Early Mynterne family

• Gilbert de Mynterne, Abbot of Cerne
10 April 1312
Ralph de Keterynge and William de Wherwolle, monks of Cerne, bringing news of the death of Gilbert de Mynterne, late abbot of that place, have letters of licence to elect.

Source: Edward II, Vol II – Calender of Patent Rolls

• Walterus de Mynterne
26 August 1307
Original Writ for the Counties of Somerset and Dorset extant

Source: The parliamentary Writs and Writs of Military Summons

• Robard moryz de Myntern
12th century
Ceo le entendement coment le tenement Roberd moryz de
myntern en la manere de Doclande deveynt frank.
Translation: Ceo understanding the coment of the tenement Roberd moryz
myntern in the manere of Doclande deveynt frank.

Source: The Western Manuscripts in the library of Trinity College, Cambridge.
Page 202 – Glastonbury Manuscripts

It’s very likely that my ancestors in one form or another include the three names above, although I have a gap of about 150 years before my research begins and the earliest recorded Minterne ancestor I have in my tree is John Minterne of Newland Farm, Batcombe, Dorset he was born about 1450. Henry VI was King of England and England was heading towards civil war ‘the Wars of the Roses’.
John Minterne is recorded in the visitations of Dorset, it is not known who he married and only one son is recorded.

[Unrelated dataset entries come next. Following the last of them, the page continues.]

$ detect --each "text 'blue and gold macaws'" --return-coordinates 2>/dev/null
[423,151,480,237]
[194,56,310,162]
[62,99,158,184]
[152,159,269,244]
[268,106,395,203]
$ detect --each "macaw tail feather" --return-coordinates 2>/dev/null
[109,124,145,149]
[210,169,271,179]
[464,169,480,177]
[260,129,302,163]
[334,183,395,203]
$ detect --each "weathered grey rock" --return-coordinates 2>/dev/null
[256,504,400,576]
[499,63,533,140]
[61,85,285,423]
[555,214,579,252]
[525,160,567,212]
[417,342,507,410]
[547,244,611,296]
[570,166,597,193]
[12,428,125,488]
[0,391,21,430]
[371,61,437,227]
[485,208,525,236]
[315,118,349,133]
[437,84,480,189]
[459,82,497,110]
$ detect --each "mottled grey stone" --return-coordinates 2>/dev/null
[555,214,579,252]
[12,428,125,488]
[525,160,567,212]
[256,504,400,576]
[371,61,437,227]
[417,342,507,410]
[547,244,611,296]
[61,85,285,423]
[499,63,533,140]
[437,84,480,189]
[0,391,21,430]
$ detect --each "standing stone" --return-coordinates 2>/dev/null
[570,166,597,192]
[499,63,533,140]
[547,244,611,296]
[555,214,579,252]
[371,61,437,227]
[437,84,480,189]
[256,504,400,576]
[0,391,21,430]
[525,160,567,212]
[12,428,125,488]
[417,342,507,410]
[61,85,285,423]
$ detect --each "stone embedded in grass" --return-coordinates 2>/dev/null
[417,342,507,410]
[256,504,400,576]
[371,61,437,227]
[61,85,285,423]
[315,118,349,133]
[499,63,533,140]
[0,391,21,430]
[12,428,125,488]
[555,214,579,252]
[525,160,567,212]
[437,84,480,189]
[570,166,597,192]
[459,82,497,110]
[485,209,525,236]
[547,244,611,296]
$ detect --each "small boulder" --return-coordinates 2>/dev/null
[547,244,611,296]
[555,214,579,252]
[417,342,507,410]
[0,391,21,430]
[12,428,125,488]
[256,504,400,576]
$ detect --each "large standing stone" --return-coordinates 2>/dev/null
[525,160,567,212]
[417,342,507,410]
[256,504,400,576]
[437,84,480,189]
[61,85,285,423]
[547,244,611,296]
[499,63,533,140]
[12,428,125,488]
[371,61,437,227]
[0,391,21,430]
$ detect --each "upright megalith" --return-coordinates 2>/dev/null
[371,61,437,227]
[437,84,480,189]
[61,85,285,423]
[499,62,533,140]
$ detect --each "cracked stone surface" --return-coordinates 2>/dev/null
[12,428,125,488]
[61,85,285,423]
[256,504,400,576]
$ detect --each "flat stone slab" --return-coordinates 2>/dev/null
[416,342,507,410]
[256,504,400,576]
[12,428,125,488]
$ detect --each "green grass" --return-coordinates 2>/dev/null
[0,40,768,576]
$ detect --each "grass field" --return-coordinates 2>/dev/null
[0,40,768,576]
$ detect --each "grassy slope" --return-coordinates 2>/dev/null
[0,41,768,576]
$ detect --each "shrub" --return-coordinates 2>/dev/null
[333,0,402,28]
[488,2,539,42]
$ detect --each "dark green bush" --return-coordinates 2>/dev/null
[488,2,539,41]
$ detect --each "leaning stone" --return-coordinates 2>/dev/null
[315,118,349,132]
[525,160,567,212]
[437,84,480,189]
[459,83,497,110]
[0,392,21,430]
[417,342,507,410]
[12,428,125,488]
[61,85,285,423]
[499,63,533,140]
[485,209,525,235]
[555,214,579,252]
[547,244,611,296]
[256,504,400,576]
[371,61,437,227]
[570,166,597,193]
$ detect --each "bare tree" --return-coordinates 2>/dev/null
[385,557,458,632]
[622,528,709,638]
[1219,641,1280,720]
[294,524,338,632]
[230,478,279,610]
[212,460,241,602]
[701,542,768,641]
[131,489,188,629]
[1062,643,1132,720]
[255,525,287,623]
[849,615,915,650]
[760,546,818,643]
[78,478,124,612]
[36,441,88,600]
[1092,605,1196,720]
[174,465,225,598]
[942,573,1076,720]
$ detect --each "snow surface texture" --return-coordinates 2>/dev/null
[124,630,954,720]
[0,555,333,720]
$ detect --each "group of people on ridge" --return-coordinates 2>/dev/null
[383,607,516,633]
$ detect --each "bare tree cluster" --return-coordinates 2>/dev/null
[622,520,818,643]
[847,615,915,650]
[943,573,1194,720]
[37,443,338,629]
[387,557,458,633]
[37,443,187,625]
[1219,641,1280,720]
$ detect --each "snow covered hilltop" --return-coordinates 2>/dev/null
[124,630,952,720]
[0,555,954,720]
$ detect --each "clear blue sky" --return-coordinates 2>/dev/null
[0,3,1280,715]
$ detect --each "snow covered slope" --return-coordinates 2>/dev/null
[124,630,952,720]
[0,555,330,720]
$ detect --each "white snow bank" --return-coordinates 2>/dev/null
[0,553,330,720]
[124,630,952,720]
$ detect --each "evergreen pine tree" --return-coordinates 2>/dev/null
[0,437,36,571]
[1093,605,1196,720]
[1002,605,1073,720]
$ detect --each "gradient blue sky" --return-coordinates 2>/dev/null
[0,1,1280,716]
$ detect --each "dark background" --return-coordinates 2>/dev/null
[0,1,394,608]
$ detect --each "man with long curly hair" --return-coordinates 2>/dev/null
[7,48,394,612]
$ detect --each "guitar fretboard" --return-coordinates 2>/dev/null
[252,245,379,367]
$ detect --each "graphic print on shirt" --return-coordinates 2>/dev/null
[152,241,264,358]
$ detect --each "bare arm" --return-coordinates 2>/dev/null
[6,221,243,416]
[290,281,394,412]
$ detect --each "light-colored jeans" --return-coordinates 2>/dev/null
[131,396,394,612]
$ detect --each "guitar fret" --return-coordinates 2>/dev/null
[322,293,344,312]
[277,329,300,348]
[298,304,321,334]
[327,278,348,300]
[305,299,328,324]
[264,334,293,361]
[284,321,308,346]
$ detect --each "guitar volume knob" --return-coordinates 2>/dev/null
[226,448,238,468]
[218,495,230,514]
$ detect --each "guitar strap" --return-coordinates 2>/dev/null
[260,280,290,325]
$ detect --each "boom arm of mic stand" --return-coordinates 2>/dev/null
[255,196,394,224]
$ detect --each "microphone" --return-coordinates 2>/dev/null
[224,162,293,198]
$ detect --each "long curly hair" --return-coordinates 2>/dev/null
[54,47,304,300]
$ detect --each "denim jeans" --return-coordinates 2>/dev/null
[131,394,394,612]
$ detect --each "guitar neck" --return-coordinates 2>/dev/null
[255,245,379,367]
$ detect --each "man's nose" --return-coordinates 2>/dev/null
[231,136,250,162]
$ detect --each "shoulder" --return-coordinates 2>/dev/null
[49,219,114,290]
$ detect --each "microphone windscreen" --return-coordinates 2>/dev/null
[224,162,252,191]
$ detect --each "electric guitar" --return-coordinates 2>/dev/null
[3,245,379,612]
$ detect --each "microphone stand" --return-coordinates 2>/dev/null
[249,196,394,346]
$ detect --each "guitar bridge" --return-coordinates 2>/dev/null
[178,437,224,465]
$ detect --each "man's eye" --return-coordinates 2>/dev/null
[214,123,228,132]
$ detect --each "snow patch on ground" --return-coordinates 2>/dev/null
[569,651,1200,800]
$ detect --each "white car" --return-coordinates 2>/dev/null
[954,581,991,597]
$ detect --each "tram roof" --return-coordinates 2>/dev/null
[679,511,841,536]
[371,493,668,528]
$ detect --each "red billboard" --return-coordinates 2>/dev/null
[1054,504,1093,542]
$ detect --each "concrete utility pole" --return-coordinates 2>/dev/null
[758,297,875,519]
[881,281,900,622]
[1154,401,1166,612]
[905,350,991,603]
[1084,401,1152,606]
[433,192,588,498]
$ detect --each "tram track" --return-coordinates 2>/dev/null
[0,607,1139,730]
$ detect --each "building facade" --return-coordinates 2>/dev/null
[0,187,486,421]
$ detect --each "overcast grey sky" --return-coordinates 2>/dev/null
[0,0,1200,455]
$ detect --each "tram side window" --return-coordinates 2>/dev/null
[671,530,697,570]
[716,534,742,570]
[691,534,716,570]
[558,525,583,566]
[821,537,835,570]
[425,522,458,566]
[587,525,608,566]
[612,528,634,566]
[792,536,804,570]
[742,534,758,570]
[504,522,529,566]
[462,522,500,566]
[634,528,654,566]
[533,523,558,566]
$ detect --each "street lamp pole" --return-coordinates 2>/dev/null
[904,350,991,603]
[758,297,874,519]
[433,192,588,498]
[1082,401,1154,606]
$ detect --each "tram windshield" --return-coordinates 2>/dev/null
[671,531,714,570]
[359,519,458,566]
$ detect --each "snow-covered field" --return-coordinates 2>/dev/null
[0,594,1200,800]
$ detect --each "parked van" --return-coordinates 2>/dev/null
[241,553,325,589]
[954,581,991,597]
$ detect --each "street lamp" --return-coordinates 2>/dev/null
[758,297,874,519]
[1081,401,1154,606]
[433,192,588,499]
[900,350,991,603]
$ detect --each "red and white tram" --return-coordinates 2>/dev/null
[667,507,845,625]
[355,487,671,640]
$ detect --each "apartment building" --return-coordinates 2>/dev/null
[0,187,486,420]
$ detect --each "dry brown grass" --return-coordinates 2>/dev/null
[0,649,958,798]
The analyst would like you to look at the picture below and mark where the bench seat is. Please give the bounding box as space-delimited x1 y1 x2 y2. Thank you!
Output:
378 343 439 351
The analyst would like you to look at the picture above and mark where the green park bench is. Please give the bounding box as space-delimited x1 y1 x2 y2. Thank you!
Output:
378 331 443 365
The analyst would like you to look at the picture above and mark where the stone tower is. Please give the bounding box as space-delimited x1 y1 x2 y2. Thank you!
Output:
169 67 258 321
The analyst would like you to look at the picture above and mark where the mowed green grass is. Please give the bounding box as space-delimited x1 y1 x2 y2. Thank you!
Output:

The Minterne family were a very religious, wealthy and influential family, many of their descendants held the position as clergy and this can be seen as far back as 1312 with the recorded death of Gilbert de Mynterne, Abbot of Cerne who was elected in 1296.

Cerne Abbas: Cerne Abbey - porch of the Abbot's hall (Dorset) Photographed by Michael Day

Cerne Abbas: Cerne Abbey – porch of the Abbot’s hall (Dorset)
Photographed by Michael Day

The 16th century saw the family rise ever higher with marriages that tied them with figures from the royal courts of both Henry VIII and Elizabeth I.

Researching this family has not been easy and the tree is still incomplete, unfortunately the parish records for Batcombe and Hooke, Dorset where my Minterne ancestors came from are lost they were destroyed in The Great Fire of Blandford of 1731, although at the same time I have been fortunate enough to have a wealth of information to assist with my research including Wills, Administrations, University Records, Clergy Records and much more.

Over the centuries the family have left their mark on Dorset, the name is connected to a well-known Dorset folk tale and a scandalous murder and the descendants of John Minterne of 1450 married into some very prominent landed gentry’ families with links to the New World, The Spanish Armada, and the Royal courts of Tudor England.